Thursday, 15 December 2016

Deal Me in Challenge: Canadian Experience by Austin Clarke

Card Drawn:

(Another heart! I'm on a roll!)

R.I.P. 1934-2016

2016 has been a cursed year with Donald Trump being elected president and so many deaths of notable figures such as David Bowie, Prince, Alan Rickman, the list goes on. Just the other day, Alan Thicke passed away. I can't help thinking who might be next to kick the bucket before the year is done. Although, it is probably safe to say that Kirk Douglas has nothing to worry about. He'll outlive us all. Anyways, we also lost another big name this year and a towering figure in Canadian literature  (albeit, tragically, he is lesser known to those outside of Canada): Mr. Austin Clarke. Before him, there were not many established Black-Canadian writers and he basically paved the way for other writers of color such as Dionne Brand, Rohinton Mistry, George Eliot Clarke (not related despite sharing the last name) and many others to become recognized on the literary scene. Austin Clarke's death marks a tremendous loss in Canadian literature, leaving huge shoes to fill for anyone brave enough to pick up the torch. I really regret passing up the opportunity to see him speak or give a reading in Toronto (his home city) but his memory will live on through his excellent written works, and one of them is this short-story: Canadian Experience.

There is much to say about this thematically rich and heart-breaking story so please bear with me. First off, one notices almost immediately, that Clarke is unabashed in his anti-multicultural stance. Canada prides itself on its open immigration policies and multiculturalism but Clarke is adamant to expose these false misconceptions. The immigrant is not welcomed to this country with open arms and warm embraces. Rather, systematic barriers are set in place to exclude these "outsiders" from centers of wealth and the dominant culture. Social mobility is limited or increasingly difficult and for immigrants like George, the protagonist of the story, his dreams of achieving prosperity in Canada are shattered because he is a black foreigner in this country. George has lofty ambitions to make it big in Toronto but the cultural mosaic marginalizes black men. John Porter's "vertical mosaic" is an important intertext and reveals the intersection between culture and class. Hierarchy is based on class and ethnicity; thus, opportunities are circumscribed to the impoverished lower classes. George is black and his poverty is an indictment of this cultural mosaic. His dreams were thwarted before he even stepped foot in this country.
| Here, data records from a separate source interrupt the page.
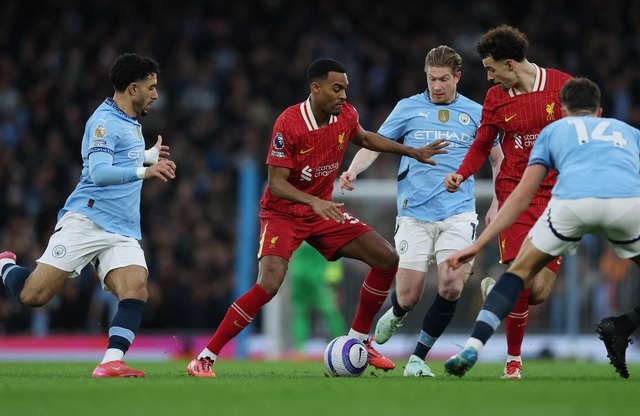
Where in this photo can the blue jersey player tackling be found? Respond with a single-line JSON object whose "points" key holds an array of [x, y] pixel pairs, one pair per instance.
{"points": [[597, 192], [100, 222], [432, 223]]}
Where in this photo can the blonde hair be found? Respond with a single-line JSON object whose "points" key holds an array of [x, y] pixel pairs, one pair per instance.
{"points": [[443, 57]]}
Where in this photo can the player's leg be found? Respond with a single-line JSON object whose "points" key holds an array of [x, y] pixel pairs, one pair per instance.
{"points": [[450, 234], [414, 243], [279, 238], [327, 305], [129, 284], [122, 270], [438, 317], [498, 305], [372, 249], [303, 295], [615, 331], [535, 292], [516, 322], [271, 273], [406, 295]]}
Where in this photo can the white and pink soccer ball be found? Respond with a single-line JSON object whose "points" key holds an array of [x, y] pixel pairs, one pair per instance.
{"points": [[346, 357]]}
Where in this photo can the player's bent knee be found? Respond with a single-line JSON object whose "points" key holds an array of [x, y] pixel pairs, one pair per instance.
{"points": [[34, 299]]}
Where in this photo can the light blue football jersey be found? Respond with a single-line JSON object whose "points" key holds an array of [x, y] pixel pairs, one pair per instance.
{"points": [[595, 157], [116, 208], [416, 121]]}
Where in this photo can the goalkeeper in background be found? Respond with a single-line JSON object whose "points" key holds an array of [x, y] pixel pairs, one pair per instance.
{"points": [[313, 281]]}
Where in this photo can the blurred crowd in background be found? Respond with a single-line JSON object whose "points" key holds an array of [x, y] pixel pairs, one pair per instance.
{"points": [[228, 68]]}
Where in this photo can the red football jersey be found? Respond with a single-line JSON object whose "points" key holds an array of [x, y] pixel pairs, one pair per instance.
{"points": [[520, 116], [313, 154]]}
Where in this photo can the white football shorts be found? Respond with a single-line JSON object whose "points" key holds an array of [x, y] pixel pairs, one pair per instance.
{"points": [[79, 241], [560, 228], [421, 243]]}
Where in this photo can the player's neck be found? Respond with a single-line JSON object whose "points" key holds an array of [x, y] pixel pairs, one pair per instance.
{"points": [[124, 105], [526, 75]]}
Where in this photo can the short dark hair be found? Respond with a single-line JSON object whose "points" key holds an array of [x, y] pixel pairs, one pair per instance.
{"points": [[580, 94], [131, 67], [320, 68], [503, 42]]}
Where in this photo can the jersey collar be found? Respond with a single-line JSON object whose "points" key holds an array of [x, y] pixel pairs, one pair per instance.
{"points": [[109, 101], [538, 83], [309, 118]]}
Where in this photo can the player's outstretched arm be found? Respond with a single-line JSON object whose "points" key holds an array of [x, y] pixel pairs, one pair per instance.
{"points": [[164, 170], [156, 152], [361, 161], [374, 141]]}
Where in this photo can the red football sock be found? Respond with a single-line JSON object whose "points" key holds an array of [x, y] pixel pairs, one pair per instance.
{"points": [[373, 293], [239, 315], [516, 324]]}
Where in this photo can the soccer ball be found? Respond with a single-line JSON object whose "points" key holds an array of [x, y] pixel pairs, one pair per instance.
{"points": [[346, 357]]}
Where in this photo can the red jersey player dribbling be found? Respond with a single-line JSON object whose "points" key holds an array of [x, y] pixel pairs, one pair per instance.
{"points": [[308, 143], [525, 99]]}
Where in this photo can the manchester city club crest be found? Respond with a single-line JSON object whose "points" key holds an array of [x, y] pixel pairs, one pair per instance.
{"points": [[403, 246]]}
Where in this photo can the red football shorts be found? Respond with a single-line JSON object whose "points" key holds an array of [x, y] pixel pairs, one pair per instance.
{"points": [[512, 238], [282, 234]]}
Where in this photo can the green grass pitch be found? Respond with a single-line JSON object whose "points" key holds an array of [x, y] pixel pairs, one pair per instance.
{"points": [[302, 388]]}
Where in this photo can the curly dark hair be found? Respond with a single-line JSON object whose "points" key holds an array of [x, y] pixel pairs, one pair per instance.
{"points": [[580, 94], [503, 42], [131, 67], [320, 68]]}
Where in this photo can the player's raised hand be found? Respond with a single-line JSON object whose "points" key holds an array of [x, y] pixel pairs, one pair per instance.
{"points": [[164, 170], [328, 210], [163, 150], [345, 181], [452, 182], [424, 154]]}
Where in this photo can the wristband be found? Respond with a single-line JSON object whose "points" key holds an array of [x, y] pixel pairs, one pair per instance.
{"points": [[140, 173], [151, 156]]}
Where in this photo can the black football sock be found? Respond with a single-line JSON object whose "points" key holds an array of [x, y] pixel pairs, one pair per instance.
{"points": [[500, 301], [434, 323]]}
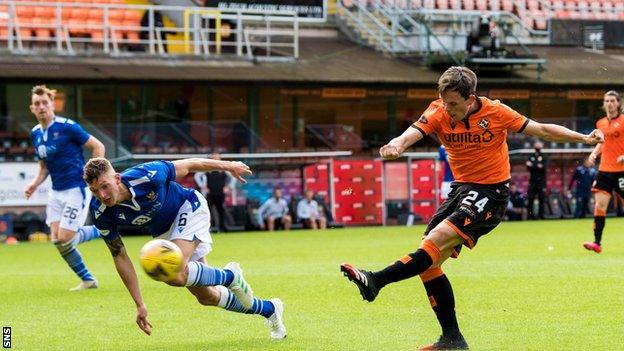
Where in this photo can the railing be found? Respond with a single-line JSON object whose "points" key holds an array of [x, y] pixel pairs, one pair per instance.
{"points": [[74, 29]]}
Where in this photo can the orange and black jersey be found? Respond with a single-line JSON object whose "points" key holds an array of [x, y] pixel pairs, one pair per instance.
{"points": [[613, 146], [477, 145]]}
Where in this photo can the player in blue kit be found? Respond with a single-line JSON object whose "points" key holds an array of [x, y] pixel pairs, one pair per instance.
{"points": [[59, 142], [148, 196]]}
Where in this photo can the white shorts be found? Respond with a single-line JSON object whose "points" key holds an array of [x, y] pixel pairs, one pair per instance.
{"points": [[445, 190], [70, 207], [192, 226]]}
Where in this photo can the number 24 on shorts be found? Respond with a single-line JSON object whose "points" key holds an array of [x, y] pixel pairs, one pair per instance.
{"points": [[470, 200]]}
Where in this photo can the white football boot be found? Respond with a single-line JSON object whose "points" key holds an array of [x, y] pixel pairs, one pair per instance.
{"points": [[84, 285], [276, 322], [239, 286]]}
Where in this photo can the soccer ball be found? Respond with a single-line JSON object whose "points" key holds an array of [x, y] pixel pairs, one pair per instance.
{"points": [[161, 260]]}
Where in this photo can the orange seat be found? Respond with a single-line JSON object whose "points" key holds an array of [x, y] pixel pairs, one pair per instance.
{"points": [[132, 15], [42, 27], [4, 29], [115, 15], [507, 5], [25, 27], [495, 5], [44, 12], [95, 29], [469, 5], [25, 11], [96, 14], [131, 30]]}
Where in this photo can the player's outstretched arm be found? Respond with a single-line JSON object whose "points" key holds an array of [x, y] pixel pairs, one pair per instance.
{"points": [[398, 145], [41, 176], [553, 132], [96, 147], [131, 281], [190, 165]]}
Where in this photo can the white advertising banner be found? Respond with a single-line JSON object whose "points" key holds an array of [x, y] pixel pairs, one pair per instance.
{"points": [[14, 176]]}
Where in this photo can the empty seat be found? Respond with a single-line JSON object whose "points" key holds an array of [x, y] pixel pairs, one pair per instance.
{"points": [[442, 4], [469, 4], [533, 5], [507, 5]]}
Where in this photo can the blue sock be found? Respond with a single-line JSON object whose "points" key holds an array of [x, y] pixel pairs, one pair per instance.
{"points": [[72, 256], [229, 302], [201, 274], [86, 233]]}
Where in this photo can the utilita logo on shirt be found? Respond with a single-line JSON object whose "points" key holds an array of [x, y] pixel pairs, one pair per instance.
{"points": [[468, 137]]}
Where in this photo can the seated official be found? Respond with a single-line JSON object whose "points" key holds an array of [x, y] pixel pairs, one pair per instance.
{"points": [[273, 213], [308, 213]]}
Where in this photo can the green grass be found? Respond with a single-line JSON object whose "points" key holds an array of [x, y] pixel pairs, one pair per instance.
{"points": [[512, 293]]}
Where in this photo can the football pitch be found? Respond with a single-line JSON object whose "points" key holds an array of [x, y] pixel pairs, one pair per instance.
{"points": [[526, 286]]}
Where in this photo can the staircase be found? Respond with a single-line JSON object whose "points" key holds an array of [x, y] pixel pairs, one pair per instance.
{"points": [[398, 33]]}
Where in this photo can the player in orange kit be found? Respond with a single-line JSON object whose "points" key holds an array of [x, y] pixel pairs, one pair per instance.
{"points": [[474, 131], [611, 171]]}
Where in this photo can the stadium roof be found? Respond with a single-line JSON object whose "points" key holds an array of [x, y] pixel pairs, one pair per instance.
{"points": [[326, 60]]}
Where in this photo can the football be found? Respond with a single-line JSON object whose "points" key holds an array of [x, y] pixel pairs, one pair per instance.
{"points": [[161, 259]]}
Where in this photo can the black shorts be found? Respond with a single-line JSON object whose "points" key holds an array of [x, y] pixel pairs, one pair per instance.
{"points": [[278, 223], [472, 210], [609, 182]]}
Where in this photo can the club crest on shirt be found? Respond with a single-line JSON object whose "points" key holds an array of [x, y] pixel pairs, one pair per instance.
{"points": [[484, 123], [151, 196]]}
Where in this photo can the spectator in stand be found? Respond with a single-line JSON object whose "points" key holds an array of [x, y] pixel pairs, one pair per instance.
{"points": [[516, 209], [584, 176], [537, 183], [445, 189], [308, 212], [273, 213]]}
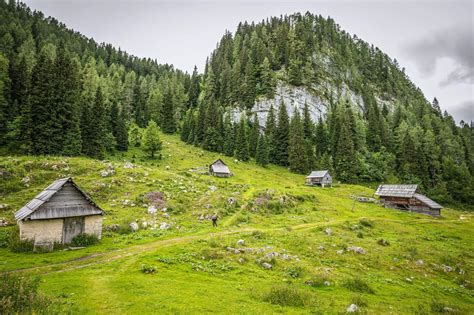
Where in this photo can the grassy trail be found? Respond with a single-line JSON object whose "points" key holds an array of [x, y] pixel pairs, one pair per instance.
{"points": [[107, 257]]}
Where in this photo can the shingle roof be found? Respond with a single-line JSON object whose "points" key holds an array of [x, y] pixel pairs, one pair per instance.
{"points": [[397, 190], [317, 174], [427, 201], [219, 166], [44, 196]]}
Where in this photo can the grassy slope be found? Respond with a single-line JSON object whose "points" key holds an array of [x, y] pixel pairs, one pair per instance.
{"points": [[195, 273]]}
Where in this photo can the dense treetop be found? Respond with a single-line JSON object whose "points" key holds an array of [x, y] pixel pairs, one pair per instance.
{"points": [[64, 94]]}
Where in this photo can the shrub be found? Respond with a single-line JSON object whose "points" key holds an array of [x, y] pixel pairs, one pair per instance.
{"points": [[20, 296], [84, 239], [366, 223], [294, 272], [286, 295], [148, 269], [358, 285], [4, 237]]}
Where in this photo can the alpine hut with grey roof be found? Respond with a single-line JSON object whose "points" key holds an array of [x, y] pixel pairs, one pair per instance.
{"points": [[407, 197], [58, 214], [220, 169], [321, 178]]}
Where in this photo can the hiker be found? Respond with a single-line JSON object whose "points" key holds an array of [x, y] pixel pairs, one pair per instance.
{"points": [[214, 220]]}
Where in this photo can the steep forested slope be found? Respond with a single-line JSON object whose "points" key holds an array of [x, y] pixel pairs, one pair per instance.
{"points": [[374, 123], [293, 90], [62, 93]]}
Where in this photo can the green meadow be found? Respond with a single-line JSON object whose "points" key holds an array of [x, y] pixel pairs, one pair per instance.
{"points": [[304, 250]]}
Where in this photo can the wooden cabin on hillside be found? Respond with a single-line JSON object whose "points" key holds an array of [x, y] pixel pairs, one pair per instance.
{"points": [[219, 169], [407, 197], [58, 214], [321, 178]]}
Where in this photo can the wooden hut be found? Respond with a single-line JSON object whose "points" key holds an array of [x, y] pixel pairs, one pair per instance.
{"points": [[407, 197], [220, 169], [321, 178], [58, 214]]}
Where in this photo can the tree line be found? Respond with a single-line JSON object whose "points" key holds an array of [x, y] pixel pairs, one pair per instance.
{"points": [[62, 93]]}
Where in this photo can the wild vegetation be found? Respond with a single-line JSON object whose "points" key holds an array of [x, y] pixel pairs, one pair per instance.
{"points": [[121, 126]]}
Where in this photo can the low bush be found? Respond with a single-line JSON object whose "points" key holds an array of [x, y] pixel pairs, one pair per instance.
{"points": [[286, 295], [148, 269], [366, 223], [4, 237], [358, 285], [20, 295], [84, 239]]}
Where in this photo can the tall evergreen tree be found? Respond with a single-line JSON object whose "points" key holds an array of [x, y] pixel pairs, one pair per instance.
{"points": [[262, 157], [282, 136], [297, 150], [254, 135], [242, 144]]}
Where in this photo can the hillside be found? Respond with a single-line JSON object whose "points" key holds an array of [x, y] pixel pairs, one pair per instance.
{"points": [[424, 266]]}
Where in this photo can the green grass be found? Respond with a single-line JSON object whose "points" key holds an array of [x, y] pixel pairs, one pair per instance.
{"points": [[194, 272]]}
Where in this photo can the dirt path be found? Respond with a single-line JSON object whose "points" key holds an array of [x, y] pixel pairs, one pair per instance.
{"points": [[106, 257]]}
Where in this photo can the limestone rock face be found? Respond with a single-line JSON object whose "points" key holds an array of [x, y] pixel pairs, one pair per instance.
{"points": [[295, 98]]}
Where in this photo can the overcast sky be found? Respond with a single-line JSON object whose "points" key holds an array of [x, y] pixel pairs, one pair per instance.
{"points": [[433, 40]]}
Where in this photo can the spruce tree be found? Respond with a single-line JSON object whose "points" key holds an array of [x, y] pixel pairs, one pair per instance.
{"points": [[242, 144], [151, 142], [297, 150], [262, 157], [254, 135], [282, 136], [121, 133], [168, 124]]}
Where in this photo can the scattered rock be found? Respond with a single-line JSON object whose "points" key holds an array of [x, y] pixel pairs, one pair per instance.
{"points": [[128, 165], [267, 266], [352, 308], [356, 249], [212, 188], [152, 210], [134, 226], [164, 226]]}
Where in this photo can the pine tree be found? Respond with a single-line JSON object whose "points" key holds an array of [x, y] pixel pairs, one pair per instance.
{"points": [[43, 111], [96, 145], [242, 144], [254, 135], [282, 136], [262, 157], [308, 125], [297, 150], [151, 142], [168, 124], [66, 98], [229, 137], [121, 133], [194, 88]]}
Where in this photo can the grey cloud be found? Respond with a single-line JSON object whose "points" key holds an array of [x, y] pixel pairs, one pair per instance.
{"points": [[456, 44]]}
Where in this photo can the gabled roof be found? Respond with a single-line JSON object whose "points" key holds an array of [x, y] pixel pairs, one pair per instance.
{"points": [[427, 201], [317, 174], [43, 197], [397, 190], [218, 166]]}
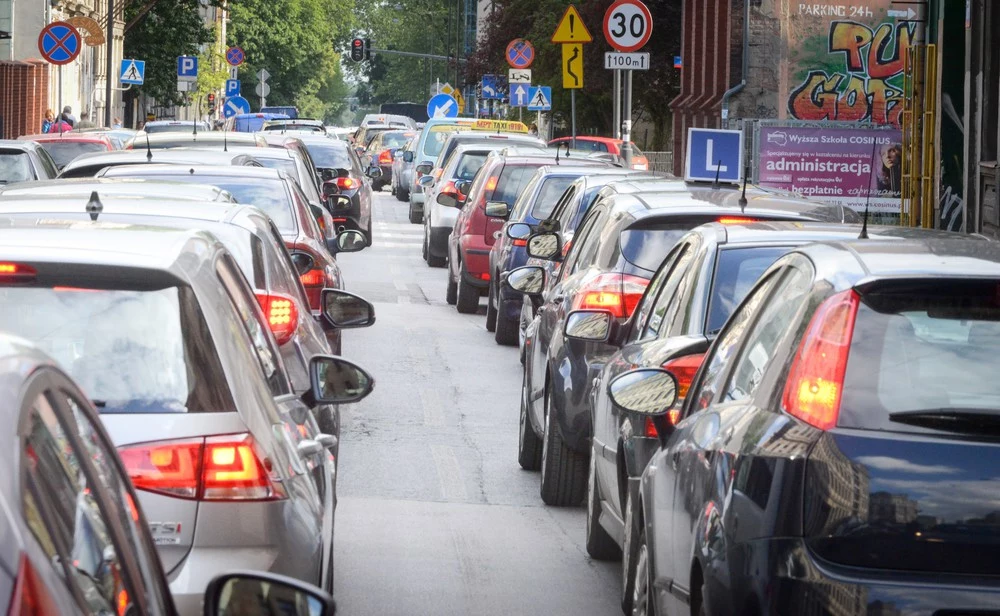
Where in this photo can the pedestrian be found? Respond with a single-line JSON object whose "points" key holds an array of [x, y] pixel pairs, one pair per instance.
{"points": [[49, 120], [85, 121]]}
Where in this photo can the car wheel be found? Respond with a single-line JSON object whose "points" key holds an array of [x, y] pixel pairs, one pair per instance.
{"points": [[564, 471], [529, 446], [600, 545], [468, 295], [451, 295], [630, 551], [491, 311]]}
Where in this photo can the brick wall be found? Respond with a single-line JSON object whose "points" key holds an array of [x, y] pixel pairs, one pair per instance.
{"points": [[24, 90]]}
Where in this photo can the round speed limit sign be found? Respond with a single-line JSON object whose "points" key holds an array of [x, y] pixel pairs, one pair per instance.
{"points": [[627, 25]]}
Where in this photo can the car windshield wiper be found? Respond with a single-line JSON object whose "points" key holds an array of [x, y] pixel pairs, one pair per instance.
{"points": [[959, 420]]}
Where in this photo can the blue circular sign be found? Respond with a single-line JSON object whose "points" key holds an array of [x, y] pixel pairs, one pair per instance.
{"points": [[235, 105], [442, 106], [59, 43]]}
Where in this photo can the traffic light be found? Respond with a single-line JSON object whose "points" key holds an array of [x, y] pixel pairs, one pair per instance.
{"points": [[358, 48]]}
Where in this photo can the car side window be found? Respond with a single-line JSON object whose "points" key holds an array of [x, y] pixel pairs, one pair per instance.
{"points": [[62, 499], [714, 369], [763, 339], [261, 341]]}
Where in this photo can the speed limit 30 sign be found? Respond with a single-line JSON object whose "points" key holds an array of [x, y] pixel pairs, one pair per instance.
{"points": [[628, 25]]}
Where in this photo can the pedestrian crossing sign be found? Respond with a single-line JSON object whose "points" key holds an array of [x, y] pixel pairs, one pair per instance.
{"points": [[133, 72]]}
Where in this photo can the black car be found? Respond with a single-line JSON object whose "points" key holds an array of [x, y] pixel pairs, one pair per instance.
{"points": [[837, 450], [25, 161], [620, 244], [343, 174]]}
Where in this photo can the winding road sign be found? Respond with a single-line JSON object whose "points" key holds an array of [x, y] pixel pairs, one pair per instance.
{"points": [[59, 43]]}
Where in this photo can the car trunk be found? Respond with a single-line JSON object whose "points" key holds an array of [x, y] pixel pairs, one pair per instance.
{"points": [[172, 520], [907, 480]]}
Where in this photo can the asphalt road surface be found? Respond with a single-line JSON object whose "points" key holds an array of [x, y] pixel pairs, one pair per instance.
{"points": [[435, 515]]}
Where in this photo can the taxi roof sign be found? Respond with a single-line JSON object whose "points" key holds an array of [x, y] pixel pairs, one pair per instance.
{"points": [[571, 28]]}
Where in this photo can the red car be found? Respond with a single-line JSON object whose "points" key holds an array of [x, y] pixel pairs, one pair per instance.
{"points": [[64, 147], [606, 144]]}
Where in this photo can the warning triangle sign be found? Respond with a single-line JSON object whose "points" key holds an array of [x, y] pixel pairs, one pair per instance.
{"points": [[571, 28]]}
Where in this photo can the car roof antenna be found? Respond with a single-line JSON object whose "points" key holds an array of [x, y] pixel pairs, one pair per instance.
{"points": [[864, 221], [718, 168], [94, 206], [743, 197]]}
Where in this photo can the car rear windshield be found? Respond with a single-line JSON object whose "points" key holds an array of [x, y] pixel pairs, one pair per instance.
{"points": [[15, 167], [736, 270], [552, 189], [62, 152], [923, 347], [147, 351], [330, 156]]}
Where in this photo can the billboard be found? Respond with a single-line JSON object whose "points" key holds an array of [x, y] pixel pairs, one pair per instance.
{"points": [[842, 166]]}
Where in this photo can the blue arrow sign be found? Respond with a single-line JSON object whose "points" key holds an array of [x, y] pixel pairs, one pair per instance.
{"points": [[187, 67], [540, 98], [133, 72], [712, 151], [519, 96], [235, 106], [442, 106]]}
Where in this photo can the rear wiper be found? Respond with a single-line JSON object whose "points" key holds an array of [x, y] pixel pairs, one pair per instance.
{"points": [[959, 420]]}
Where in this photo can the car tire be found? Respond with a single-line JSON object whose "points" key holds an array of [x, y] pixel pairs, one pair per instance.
{"points": [[451, 294], [491, 311], [529, 446], [564, 471], [600, 545], [468, 295]]}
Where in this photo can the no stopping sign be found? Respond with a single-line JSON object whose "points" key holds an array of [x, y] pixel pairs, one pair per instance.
{"points": [[628, 25]]}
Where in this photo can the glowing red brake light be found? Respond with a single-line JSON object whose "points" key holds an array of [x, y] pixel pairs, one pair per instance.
{"points": [[816, 380], [282, 315], [219, 468]]}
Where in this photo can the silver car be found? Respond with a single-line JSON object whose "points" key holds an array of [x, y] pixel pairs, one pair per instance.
{"points": [[162, 331]]}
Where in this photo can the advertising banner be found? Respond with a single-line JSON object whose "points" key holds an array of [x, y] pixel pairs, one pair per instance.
{"points": [[842, 166]]}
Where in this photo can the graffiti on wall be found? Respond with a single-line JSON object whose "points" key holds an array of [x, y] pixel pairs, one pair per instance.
{"points": [[861, 77]]}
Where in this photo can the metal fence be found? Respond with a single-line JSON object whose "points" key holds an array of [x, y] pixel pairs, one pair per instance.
{"points": [[661, 161]]}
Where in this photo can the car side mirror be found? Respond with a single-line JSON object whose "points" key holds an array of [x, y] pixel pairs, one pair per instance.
{"points": [[336, 380], [346, 310], [544, 246], [529, 279], [257, 592], [497, 209], [589, 325], [517, 230], [350, 240]]}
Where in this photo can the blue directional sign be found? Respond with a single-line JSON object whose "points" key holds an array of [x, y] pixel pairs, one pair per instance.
{"points": [[133, 72], [187, 67], [491, 88], [442, 106], [235, 106], [539, 98], [519, 96], [712, 152]]}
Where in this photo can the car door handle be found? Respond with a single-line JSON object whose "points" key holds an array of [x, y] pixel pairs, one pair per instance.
{"points": [[308, 448], [327, 440]]}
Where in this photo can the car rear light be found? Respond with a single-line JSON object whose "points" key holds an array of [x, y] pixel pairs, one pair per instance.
{"points": [[816, 380], [217, 468], [684, 368], [282, 315], [16, 272], [617, 293]]}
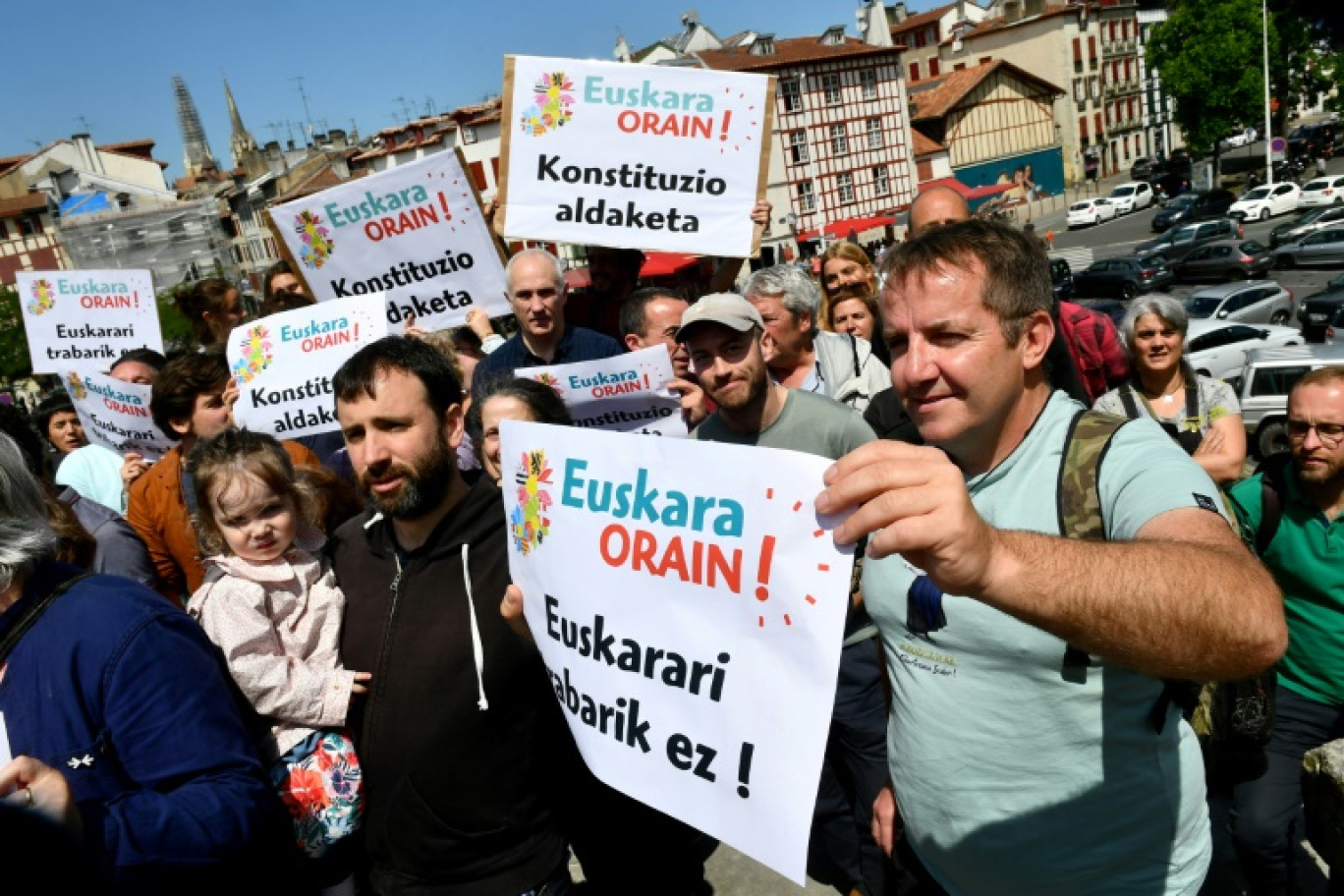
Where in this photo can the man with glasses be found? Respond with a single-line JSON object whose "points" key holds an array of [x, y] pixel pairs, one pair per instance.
{"points": [[536, 292], [1303, 554]]}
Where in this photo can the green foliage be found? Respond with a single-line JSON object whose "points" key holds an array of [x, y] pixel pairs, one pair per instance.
{"points": [[14, 341], [1211, 63]]}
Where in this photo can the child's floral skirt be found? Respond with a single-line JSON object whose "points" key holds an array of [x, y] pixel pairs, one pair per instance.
{"points": [[323, 787]]}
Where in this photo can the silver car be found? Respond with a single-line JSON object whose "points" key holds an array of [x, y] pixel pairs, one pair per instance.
{"points": [[1321, 248], [1259, 301]]}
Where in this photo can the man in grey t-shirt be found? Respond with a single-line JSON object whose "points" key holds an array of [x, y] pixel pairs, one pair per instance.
{"points": [[723, 336]]}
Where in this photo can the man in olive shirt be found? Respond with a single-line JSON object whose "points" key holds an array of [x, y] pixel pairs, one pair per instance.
{"points": [[723, 333], [1304, 558]]}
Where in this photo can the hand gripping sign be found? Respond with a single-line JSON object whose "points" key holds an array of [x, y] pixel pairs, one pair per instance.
{"points": [[627, 394], [284, 363], [413, 231], [634, 156], [86, 318], [689, 603], [116, 416]]}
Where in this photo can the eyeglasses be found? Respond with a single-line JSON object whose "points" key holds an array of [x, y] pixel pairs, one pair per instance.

Secondly, pay attention to laughter in this story. This is a bleak and depressing story and there is nothing funny about George's situation but why is he always laughing? For Clarke, this "laughter" has metaphorical implications. The immigrant's forgetfulness turns to laughter, it is a marker of subjugation (powerlessness, colonization), an involuntary "tick" that represents the immigrant failing to accommodate to a hostile society. This is a country that would rather have immigrants laugh than protest; a fatalistic expression of resignation. The loss of self that has become fractured by cultural alienation is inextricably linked to George's blackness. Race is accountable to his failure since class and heritage determine success. He blames himself for his own failures and cannot shake off the slave mentality, which eventually leads to the tragic ending. I am not spoiling anything here since it soon becomes clear that there is only one way this story can possibly end. 

For anyone who has ever visited Toronto and experienced our horrible transit system (TTC), Clarke does an excellent job of portraying the underground subway as a a literal and figurative hell akin to Dante's Inferno. Clarke is cynical about the "Canadian Dream" that seduces the immigrant and ultimately, destroys them because of these problematic class hierarchies. This story is far from an enjoyable read but it is incredibly enlightening, offering a unique perspective of the black Canadian experience that one does not often come across in literature.


  1. It sounds like an interesting critique but I wonder why the content of Canadian authors often seems so bleak. It makes me want to avoid them, but thanks to you and your patriotic reading habits, I'm getting exposed to many more of them than I otherwise would have. It's probably time I steeled myself and read more Canadian content. Hmmm .....

    1. An astute observation and I do agree with you that dark or bleak subject matters seems to be a recurring trend in a lot of Canadian authors. I'm not sure if it is an inherent pessimism or inclination to depict Canada, both literally and figuratively as this cold and hostile land.

      This is a great story and I obviously highly recommend it to all but I have a sneaking suspicion that you would feel differently.